5 Times the Movies Failed at Passwords

By January 10, 2020 Uncategorized 2 Comments

Your favorite movie characters may have impossibly good looks, but unfortunately when it comes to passwords, they’re just like the rest of us. It seems whenever a password comes up in a movie, it’s laughably easy for someone to guess. Of course, the plot wouldn’t get very far if the passwords were truly random and strong, but Hollywood films are littered with utterly terrible passwords. 

Check out these 5 movies where the characters totally failed at passwords: 

#1 WarGames: “pencil” 

In this classic 1983 hacker movie, a young hacker named David Lightman unwittingly accesses a US military supercomputer. After he unknowingly runs a simulation of nuclear war, a chain of events is set in motion as the real US nuclear weapons control system attempts to start World War III. In an early scene in the movie, Lightman breaks into his school’s computer system with the password “pencil”. He also boasts that “they change the password every couple of weeks, but I know where they write it down”. Of course, once in the system, he goes on to change his grades. Not only is the school password atrociously short and guessable, but writing it down where a student can see it? C’mon! 

#2 Spaceballs: “12345” 

Ah, another classic movie. This 1987 comedic science fiction film parodies other popular films like Star WarsStar Trek2001: A Space Odyssey, and more. The oddball romp through space includes a ransomed princess, inept villains, and snarky dialog that pokes fun at every turn. In one scene, the bad guys wait to receive the long-awaited secret code to destroy a planet, which is revealed to be “12345”. Hilariously, the character Helmet blurts out “That’s the stupidest combination I’ve ever heard in my life! That’s the kinda thing an idiot would have on his luggage!” Of course, later, President Skroob, on learning the code, declares “That’s amazing. I’ve got the same combination on my luggage!” At least Helmet knows it’s a terrible, terrible password. 

#3 Iron Man 3: “WARMACHINEROX” 

In the third film of the series based on the Marvel character Iron Man, Tony Stark must avenge his losses and protect the people he loves, even as he becomes more dependent on the suits that make him Iron Man. When Tony requires Iron Patriot’s login at one point, Iron Patriot reveals his username to be WarMachine68 – and his password to be “WARMACHINEROX”. There are worse passwords, of course, but using his original moniker “War Machine” along with a password very similar to his username isn’t exactly the smartest move. 

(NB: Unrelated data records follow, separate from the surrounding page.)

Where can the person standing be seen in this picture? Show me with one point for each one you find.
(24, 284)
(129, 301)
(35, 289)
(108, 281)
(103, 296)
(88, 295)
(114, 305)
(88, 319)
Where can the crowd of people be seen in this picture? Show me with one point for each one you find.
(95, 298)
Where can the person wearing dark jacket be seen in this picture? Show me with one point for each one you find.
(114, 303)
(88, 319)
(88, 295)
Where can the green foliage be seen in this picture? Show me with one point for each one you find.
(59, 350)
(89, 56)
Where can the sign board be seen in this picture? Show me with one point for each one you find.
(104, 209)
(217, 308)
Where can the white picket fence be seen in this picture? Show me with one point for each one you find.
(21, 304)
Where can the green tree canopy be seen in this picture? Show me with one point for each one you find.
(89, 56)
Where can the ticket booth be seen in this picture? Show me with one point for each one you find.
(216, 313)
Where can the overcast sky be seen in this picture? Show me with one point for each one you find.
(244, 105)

#4 Ready Player One: “B055man69” 

In this sci fi adventure based off the novel by Ernest Cline, a young Wade Watts becomes an unlikely hero after he joins a contest to find a digital Easter egg hidden by the eccentric creator of OASIS, an expansive virtual reality universe. He also draws the attention of Nolan Sorrento, the calculating CEO of a large company trying to gain control of OASIS. In the film, Wade catches a glimpse of Sorrento’s password, B055man69, written on a sticky note stuck to his chair. Later, Wade uses the password to hack into Sorrento’s system. When it comes to his password skills, Sorrento gets a few things right – at least he uses a combination of uppercase, lowercase, and numbers. But writing it down? Big mistake! 

#5 The Hangover Part II: “bologna1” 

In the second installment of The Hangover films, Stu and his groomsman head to Thailand for Stu’s wedding. Predictably, things go awry, resulting in another bad hangover and a comedic adventure to piece together the events of the previous night. At one point, Mr. Chow asks Alan to read out his account number and password, which ends up being “bologna1”.  Hilariously, Mr. Chow admits that his password “used to be bologna, but now they make you add numbers.” Not that we’d expect cybersecurity smarts from the guys in The Hangover films, but using a dictionary-based word with a single number at the end isn’t exactly the best choice in passwords! 

The takeaway?  

Don’t follow the lead of your favorite movie when it comes to password security. Most film characters just don’t follow best practices with their passwords and online security. Though it makes for great plot twists in the movies, it doesn’t translate well in real life. Protect yourself online by using long, random passwords for every single account. Keep them organized and safe in a password manager that only you have access to. Basic steps like these make it much harder for someone to get unauthorized access to your accounts.